The new approach solves the problem of scaling, the startup claims. Today’s multicore CPUs and GPUs can scale but not in a linear fashion, something McCormick said is possible and he aims to demonstrate with CogniBlox.
“To our knowledge no one has put together as a system where performance does not change as you add more hardware and has this many elements together in one system,” he said.
Earlier this year, the company failed to get working a more ambitious demo of a million-node system, suggesting it hit issues with achieving low latency in its FGA links. It is still pursing multiple paths toward that goal.
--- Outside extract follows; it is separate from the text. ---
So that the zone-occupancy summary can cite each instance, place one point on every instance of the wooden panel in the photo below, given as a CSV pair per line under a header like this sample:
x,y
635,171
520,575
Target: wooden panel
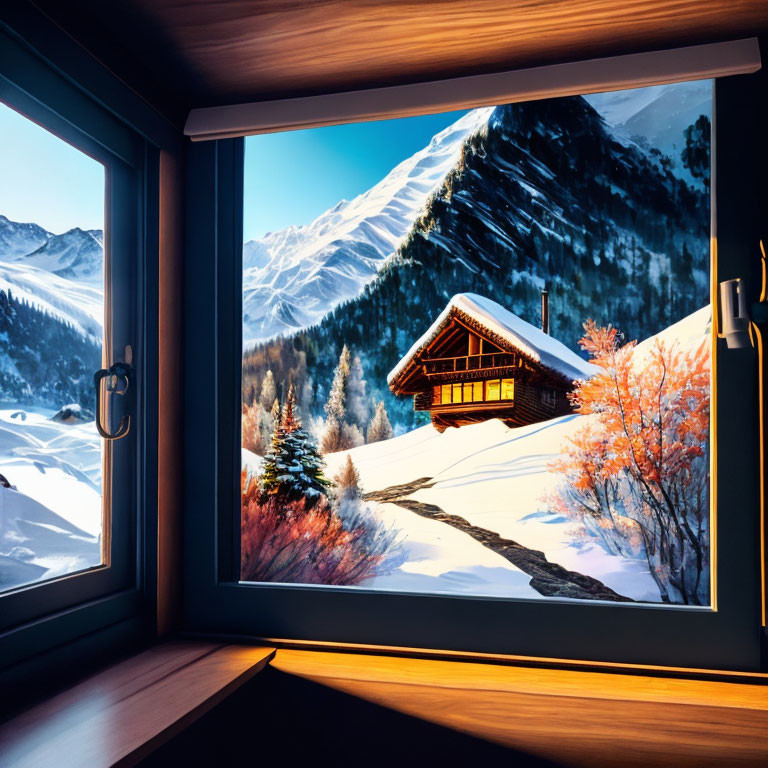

One downside to the CogniMem approach is cost. Each board costs about $3,000 in single-unit quantities, so the demo system with 40,000 elements could cost nearly than $30,000. Shifting from expensive MRAM to cheaper NOR flash memory could slash costs, but NOR lacks the responsiveness of MRAM.
The demo system aims to execute 5.2 tera-operations per second. The architecture could be a contender for an exascale-class supercomputer, McCormick claimed.
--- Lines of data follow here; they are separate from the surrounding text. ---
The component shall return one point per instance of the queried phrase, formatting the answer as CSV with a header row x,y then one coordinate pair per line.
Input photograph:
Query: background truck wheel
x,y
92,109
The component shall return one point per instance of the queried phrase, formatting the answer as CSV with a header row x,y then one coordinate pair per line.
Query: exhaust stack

CogniMem is privately funded. McCormick would not say who the startup’s investors are or how much they have put into the company.
One of CogniMem’s founders was a lead designer on the zero instruction set computer (ZISC) developed with IBM. The ZINC project is no longer active at IBM, but Big Blue did announce work last summer for the Defense Advanced Research Projects Agency (DARPA) on chips for similar concepts.
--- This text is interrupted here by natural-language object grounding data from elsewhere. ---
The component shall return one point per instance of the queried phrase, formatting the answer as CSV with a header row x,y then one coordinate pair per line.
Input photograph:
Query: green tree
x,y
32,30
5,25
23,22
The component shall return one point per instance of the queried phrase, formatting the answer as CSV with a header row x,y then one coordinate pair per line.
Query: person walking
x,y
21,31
Separately, Frost & Sullivan gave CogniMem its 2012 New Product Innovation award. The market watcher cited the systems novel approach to resolving the system memory bottleneck to enable high levels of parallelism in high performance computing.
Actually, the innovation is that the N CM1K chips residing on a stack (4 per stackable board) make a bank of N*4096 cognitive memories responding in parallel to an input pattern (like a massive lookup with parallel access). The RBF and KNN classifiers are inherent to the bank of CM1Ks.The FPGA is used to configure the CM1Ks into a single or multiple banks, handle comm with hosts,etc. With regards to your question, CogniMem web site has an RBF Tutorial for download as well as a ref guide.
It does indeed. Transputers had limitations but not nearly that of old school stuff. Like a lot of things they did incredible stuff with the right people driving them, but were anathema to most people. It was sad to watch them kicked to the side by the main streamers.
it seems that the innovation would be in the algorithm. The hardware looks very similar to other fpga clusters like sciengines, or dini group or comblock modules. Can anyone point to a good tutorial paper on "non-linear classifiers Radial Basis Functions and K-Nearest Neighbor" or patent maybe?
Sounds like they need non-volatile SRAM, which MRAM (and FRAM) emulates nicely. Per Everspin's website: "Parallel MRAMs (8-bit and 16-bit) have SRAM read and write cycle times and asynchronous timing interfaces that use standard SRAM access timing."